FALLEN LEAVES -AMOR EN TIEMPOS DE GUERRA


Como visitar cada noche el mismo bar: así son las películas del finlandés Aki Kaurismäki. Y Fallen Leaves (2023) puede ser uno de los mejores ejemplos de esto: la película es un pequeño cuento romántico, lleno de humanismo y ternura, en el que esos momentos que estamos a acostumbrados a ver en cualquier película del director reaparecen como ecos, como esa canción que está entre nuestras preferidas, pero hacía tiempo que no la escuchábamos. Ahí están sus héroes, de clase obrera, dedicados a los trabajos más ingratos, pero que no emiten ni una queja con la mirada perdida y el tono de voz monocorde.

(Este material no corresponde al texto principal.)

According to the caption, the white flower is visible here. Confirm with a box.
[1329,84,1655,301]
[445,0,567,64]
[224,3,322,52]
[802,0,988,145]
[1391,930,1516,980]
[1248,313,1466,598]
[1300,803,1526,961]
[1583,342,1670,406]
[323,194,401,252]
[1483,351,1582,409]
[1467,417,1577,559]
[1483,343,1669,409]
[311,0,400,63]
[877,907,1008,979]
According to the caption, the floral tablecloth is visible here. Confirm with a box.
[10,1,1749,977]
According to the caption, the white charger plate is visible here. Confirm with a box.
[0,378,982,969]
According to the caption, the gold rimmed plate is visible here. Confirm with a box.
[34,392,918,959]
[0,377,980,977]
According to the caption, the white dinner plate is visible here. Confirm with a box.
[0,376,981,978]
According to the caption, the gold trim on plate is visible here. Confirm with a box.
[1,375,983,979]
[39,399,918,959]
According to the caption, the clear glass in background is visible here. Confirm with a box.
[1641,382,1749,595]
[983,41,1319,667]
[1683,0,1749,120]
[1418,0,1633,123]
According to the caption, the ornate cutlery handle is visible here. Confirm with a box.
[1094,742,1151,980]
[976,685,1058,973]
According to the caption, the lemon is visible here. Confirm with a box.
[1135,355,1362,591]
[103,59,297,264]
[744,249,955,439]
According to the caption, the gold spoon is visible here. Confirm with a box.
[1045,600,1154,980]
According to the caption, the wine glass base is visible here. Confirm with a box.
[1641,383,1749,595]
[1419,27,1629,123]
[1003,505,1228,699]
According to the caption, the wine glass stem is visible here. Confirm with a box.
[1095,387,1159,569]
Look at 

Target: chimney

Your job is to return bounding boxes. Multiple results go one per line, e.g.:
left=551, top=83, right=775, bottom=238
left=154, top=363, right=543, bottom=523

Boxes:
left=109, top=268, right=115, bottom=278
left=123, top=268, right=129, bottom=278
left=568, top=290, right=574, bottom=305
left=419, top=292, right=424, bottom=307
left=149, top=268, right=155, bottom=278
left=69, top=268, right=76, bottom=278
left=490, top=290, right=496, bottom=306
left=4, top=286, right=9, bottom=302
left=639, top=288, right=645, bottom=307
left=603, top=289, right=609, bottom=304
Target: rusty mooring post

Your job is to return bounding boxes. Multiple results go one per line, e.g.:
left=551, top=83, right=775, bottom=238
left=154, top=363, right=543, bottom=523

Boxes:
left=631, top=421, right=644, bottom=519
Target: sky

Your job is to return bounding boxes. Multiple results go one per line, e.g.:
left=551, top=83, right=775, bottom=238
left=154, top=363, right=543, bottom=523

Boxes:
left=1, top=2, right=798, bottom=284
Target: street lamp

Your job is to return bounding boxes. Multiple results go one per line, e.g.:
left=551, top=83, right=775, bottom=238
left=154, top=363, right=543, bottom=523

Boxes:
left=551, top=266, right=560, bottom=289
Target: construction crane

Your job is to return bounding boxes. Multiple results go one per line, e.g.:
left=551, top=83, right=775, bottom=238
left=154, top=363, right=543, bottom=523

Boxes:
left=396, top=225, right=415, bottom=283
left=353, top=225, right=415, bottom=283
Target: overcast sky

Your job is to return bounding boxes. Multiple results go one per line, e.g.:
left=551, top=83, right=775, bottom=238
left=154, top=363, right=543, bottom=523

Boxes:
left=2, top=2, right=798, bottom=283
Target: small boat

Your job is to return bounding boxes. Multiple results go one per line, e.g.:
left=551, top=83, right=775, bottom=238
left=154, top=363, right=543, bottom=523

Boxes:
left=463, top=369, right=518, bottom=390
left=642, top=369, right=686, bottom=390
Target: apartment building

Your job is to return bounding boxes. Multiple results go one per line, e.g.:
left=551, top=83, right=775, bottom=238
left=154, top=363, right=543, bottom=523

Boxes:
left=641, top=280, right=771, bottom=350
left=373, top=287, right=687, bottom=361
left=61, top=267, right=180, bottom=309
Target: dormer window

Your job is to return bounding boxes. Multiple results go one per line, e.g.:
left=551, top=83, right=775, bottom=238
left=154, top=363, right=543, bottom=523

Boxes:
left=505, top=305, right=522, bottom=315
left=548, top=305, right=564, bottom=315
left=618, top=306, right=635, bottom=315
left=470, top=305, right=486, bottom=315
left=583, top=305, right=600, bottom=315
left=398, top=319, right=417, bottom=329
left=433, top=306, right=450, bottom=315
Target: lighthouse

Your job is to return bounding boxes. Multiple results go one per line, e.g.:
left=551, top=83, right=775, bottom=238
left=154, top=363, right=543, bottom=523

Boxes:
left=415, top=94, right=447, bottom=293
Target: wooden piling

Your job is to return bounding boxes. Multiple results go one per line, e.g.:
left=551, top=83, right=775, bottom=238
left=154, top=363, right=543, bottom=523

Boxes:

El alcohol y el tabaco son las formas que tienen los personajes para encarar la vida. También ir al cine, elemento que Kaurismäki aprovecha para homenajear a sus referentes de siempre -Bresson, Godard, Lean, Chaplin y Jarmusch-. La pérdida del empleo es, una vez más, una motivación importante. El amor, también. Alma Pöysti y Jussi Vatanen sustituyen como pareja principal a los añorados Kati Outinen y Mati Pellonpää, y están rodeados de los rostros que ya son habituales -Janne Hyytiäinen, Nuppu Koivu, Maria Heiskanen, Simon Al-Bazoon o el emocionante cameo de Sakari Kuosmanen-. En las películas de Kaurismäki siempre aparece un perro; alguien lee un tebeo; alguien bebe un cóctel Blue Honoluluú; suena una jukebox; la tecnología parece vintage; una pandilla intenta atracar a un incauto; un grupo finlandés actúa en directo -las lacónicas Maustetytöt-; un empresario sin escrúpulos deja tirado a un trabajador; la ciudad casi siempre es Helsinki y a veces, Gardel canta un tango. Como siempre, encontramos pintados de brillantes colores pop los humildes y destartalados hogares de los protagonistas y Timo Salminen se vuelve a encargar de la fotografía consiguiendo evocar con su luz, la soledad de un cuadro de Hopper. Kaurismäki convierte un melodrama en una historia de esperanza. El mundo creado parece más bonito que el nuestro, a pesar de que nadie demuestra sus emociones, de que en la radio solo suenan noticias sobre la guerra y a pesar de que nos vemos reflejados en las mismas injusticias sociales. Pero volveremos seguramente al misma bar la noche siguiente.